3. I think back to the way life was when I was drinking. This may seem like a small tool, but it’s a powerful one. Like most people in recovery, I have off days. I have days where I wish I could drink and forget about what is happening in my life. I have days where I want to feel “normal.” Sometimes I even consider what would happen if I did allow myself to drink. However, I can usually snap out of this mindset pretty quickly when I think back to the way my life was when I was drinking. Towards the end of my drinking career, my life was headed in a quick downward spiral. I had damaged many of the closest relationships in my life. I had let myself go physically and I often felt rundown or hungover. I wasn’t happy with the person I had become. I keep some photos of myself during this period of time because all of these things are reflected in the way I looked and the way I carried myself. When I’m feeling down about recovery, I look at these photos. And then I look at photos of the person I am today. And the choice to not drink becomes an easy one, because no part of me wants to return to that person I was before.

4. I keep words of wisdom on hand. Words are powerful, and there are so many words about recovery and sobriety out there. I have a board on Pinterest dedicated to quotes about recovery, as well as bookmarked blog posts on my phone. I’ve also saved emails or texts from people telling me they are proud of the journey I have been on. For some reason, revisiting words like these has a way of grounding me and making me remember why it is that I began this journey. In difficult moments, when I am wishing I could be more like other people my age, I grab my phone and pull up these quotes or blog posts or emails. I take five minutes to read, and after doing so I usually feel refreshed and remember why I set out on this journey four years ago. It was because I wanted a better life, and for me, drinking will never be the way to a better life.

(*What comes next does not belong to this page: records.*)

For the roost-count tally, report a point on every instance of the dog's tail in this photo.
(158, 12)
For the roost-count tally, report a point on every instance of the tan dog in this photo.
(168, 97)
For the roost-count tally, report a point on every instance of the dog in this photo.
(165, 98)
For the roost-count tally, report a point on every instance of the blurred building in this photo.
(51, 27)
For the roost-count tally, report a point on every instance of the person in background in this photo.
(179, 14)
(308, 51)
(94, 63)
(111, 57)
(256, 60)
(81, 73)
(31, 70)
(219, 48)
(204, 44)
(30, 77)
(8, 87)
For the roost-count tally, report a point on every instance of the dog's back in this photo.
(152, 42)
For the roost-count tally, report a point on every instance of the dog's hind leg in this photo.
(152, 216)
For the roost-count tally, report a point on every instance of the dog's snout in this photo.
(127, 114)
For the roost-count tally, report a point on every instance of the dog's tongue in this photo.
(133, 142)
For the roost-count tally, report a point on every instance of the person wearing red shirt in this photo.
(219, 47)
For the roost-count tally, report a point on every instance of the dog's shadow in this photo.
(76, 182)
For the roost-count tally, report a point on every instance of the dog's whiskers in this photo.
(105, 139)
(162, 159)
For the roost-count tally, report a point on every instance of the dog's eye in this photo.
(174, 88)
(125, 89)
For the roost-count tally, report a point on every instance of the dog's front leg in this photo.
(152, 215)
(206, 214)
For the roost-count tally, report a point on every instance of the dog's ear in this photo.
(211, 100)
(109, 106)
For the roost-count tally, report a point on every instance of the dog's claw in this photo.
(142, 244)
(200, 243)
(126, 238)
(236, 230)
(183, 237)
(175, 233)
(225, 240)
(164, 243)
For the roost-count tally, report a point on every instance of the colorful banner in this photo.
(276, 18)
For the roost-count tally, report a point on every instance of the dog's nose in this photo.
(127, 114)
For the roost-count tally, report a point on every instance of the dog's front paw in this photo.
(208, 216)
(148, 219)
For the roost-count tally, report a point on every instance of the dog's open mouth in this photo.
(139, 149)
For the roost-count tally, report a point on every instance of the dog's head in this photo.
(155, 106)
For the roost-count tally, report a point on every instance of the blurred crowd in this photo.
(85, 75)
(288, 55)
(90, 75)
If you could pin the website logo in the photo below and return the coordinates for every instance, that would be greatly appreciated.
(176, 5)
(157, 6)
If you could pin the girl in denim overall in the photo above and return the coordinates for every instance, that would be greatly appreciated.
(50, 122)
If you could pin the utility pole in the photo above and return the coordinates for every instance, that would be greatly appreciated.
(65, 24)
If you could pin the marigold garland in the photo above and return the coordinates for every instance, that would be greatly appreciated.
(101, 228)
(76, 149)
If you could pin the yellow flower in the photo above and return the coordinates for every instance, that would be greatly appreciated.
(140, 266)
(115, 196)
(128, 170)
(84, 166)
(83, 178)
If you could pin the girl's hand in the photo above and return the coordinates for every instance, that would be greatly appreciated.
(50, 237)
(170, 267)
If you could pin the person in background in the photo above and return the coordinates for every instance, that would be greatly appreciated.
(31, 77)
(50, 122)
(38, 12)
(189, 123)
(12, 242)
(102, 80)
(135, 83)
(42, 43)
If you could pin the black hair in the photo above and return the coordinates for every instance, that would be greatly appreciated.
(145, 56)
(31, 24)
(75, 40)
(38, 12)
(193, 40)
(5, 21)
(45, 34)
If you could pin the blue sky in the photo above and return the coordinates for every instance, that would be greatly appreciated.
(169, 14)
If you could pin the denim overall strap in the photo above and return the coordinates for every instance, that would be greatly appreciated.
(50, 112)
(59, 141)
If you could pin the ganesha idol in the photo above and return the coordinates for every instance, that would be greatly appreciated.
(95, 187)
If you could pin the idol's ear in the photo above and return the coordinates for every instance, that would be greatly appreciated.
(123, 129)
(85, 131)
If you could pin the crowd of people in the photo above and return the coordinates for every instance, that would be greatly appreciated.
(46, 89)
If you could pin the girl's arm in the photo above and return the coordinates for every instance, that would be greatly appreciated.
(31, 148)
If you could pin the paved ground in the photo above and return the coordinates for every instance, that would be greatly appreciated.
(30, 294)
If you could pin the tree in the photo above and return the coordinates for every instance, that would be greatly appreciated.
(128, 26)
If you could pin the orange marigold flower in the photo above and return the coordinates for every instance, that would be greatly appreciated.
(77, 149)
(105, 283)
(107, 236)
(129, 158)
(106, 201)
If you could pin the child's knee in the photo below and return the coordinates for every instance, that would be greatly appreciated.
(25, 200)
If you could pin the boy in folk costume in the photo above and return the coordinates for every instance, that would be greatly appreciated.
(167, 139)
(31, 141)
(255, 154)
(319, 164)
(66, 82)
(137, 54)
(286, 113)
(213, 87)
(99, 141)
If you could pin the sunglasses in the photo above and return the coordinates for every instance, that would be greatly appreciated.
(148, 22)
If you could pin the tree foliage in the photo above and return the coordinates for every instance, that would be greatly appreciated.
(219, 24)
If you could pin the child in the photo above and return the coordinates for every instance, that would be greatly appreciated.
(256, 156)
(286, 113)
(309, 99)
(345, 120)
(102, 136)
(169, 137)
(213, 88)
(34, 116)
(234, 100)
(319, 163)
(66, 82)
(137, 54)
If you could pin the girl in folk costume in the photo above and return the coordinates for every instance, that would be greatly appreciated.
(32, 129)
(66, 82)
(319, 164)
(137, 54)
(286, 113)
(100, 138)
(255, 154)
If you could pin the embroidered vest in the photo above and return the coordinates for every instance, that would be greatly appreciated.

5. I talk to people about how I am feeling and why. This is perhaps the most vital tool in my sobriety. Before getting sober, I disliked talking about my emotions. I felt like it made me weak to acknowledge that I was struggling and I preferred to just bury any difficult emotions instead. This often involved drinking in order to forget why I was feeling the way I was, which just made the feelings worse upon sobering up.

But when I found myself in treatment, I had to learn how to vocalize my feelings and figure out what was at the root of them. This was something I hated at first, but as time has passed I have become wholly comfortable expressing my emotions. Today I feel comfortable reaching out to the people in my life and asking for help. I can talk through my emotions and dig to the bottom of them to figure out what the root cause is and what I can do to get myself back on track. There are still days where confronting emotions is difficult, but it always proves to be worth it.

It’s important to note that staying sober without AA isn’t the right path for everyone. For some, AA is necessary in order to get sober and maintain recovery. And that’s just fine, because everyone’s path is different. Those living a life of recovery need to know that they have every right to find what works for them in their own personal journey. There is no right or wrong way to stay sober.